Le moderne lent (rapide)

Yve-Alain Bois sur l'art et la vitesse

Un ami de Mondrian lui demanda un jour de suggérer un titre pour une nouvelle « petite revue » qu’il prévoyait de publier. « Stop », proposa le peintre, « parce que l’on va trop vite. »1 Ceci est tout à fait caractéristique de Mondrian, du moins pour la période 1921-1931, durant laquelle l’un de ses objectifs esthétiques en peinture était de figer le temps, d’atteindre le « repos » absolu, d’obtenir un équilibre statique « universel » au sein duquel tout serait neutralisé, chaque force annulée par son contraire. (À partir de 1932, à l’inverse, en commençant par son adoption de la « double ligne », il changera radicalement d’orientation et cherchera à exalter le dynamisme de son œuvre, se plaignant que les toiles de sa période néo-plastique dite « classique » n’avaient pas suffisamment de « jazz » en elles.)

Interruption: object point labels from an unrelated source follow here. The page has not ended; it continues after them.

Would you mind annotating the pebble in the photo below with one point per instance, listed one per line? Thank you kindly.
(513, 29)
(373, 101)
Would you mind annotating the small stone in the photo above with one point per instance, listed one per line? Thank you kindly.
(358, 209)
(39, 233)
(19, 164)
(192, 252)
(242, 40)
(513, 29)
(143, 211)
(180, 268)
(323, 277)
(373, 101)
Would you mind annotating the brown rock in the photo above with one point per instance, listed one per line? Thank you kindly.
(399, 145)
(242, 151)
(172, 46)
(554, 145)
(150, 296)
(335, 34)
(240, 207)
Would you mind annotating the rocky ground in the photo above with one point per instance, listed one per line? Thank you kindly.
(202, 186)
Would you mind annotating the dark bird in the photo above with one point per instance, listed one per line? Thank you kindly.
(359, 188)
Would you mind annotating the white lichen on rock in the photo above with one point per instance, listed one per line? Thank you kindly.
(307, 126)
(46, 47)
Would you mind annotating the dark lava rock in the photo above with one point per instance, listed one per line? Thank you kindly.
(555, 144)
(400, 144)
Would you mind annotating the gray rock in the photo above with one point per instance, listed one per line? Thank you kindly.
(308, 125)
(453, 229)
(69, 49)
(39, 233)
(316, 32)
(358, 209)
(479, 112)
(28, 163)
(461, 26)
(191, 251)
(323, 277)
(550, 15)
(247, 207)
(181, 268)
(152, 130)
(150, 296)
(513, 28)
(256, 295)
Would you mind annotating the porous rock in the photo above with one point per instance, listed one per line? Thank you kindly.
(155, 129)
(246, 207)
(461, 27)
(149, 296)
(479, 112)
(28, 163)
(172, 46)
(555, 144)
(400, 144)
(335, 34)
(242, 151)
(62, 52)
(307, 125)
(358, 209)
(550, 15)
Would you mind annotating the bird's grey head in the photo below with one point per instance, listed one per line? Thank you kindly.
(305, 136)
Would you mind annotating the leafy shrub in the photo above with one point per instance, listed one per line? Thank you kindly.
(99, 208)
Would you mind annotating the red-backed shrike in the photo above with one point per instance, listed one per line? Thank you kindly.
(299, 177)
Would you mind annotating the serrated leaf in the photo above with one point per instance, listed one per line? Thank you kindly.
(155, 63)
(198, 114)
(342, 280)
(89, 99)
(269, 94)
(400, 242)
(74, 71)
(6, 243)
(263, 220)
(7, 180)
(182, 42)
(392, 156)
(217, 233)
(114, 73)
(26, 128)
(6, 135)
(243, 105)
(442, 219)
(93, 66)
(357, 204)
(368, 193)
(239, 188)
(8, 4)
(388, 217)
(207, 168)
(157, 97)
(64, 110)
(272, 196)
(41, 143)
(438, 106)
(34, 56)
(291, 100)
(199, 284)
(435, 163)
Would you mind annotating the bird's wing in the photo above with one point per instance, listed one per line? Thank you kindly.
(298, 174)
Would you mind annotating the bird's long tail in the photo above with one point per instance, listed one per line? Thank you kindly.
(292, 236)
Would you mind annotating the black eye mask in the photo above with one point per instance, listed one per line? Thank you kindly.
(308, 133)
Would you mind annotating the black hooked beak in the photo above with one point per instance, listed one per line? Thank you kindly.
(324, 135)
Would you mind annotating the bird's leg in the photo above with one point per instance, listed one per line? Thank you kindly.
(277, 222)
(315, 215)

Stop! Ou, à tout le moins, ralentissez. Très peu de forces dans la vie contemporaine exigent que nous fassions cela. Et lorsqu’elles le font, ce n’est que pour un temps très court : juste assez pour que nous remarquions le changement de rythme et reprenions aussitôt le fil de nos existences bien remplies. Les cinéastes ont depuis longtemps établi l’efficacité du ralenti comme méthode d’emphase. Ils s’en servent comme un écrivain met un mot en italique. Dès le début, même au sein des formes les plus expérimentales de cinéma, les séquences au ralenti ont toujours été de brefs accents interrompant un continuum en staccato de plans discontinus. (Les films tournés en temps réel demeurent rares et sont toujours perçus comme étant à la limite du sadisme. Les longues prises de vue sont devenues un régal encore plus rare. De plus en plus de films sont conçus comme des bandes-annonces prolongées.) À peine deux minutes de ralenti sont allouées à la marche funèbre dans Entr’acte (1924) de René Clair (l’un des plus longs segments de ce genre jamais réalisé) ; moins d’une minute pour le cortège des enfants après leur bataille d’oreillers dans Zéro de conduite (1933) de Jean Vigo. L’exception serait Empire (1964) de Warhol, mais le ralenti y est perversement imperceptible. Ajoutant l’insulte à l’injure, ce film à prise unique, dans lequel (presque) rien ne se passe jamais, a été tourné à vingt-quatre images par seconde et projeté à seize. Et même Warhol autorisait ses spectateurs à quitter leur siège. (Combien sont restés pour toute la projection? Peut-être pour relever un défi?) Quant aux innombrables vidéos exploitant l’effet spectaculaire/sentimental du super-lent (par exemple, les ralentis « sublimes » – ou serait-ce une forme de kitsch? – des vidéos de Bill Viola, avec leurs accents New Age), nous y sommes rarement soumis pour des périodes de temps prolongées. Nous les regardons en passant, zappant d’une galerie à l’autre dans le quartier artistique d’une ville, visitant occasionnellement l’aile médiatique d’un musée, parcourant le brouhaha d’une biennale. Les concepteurs de publicités télévisées le savent bien : la lenteur est excellente, mais uniquement à petites doses. La vitesse est un corollaire nécessaire à la planéité du moniteur, à la traduction binaire de tout ce qui est visuel par le biais d’un dénominateur commun : le chiffre du pixel.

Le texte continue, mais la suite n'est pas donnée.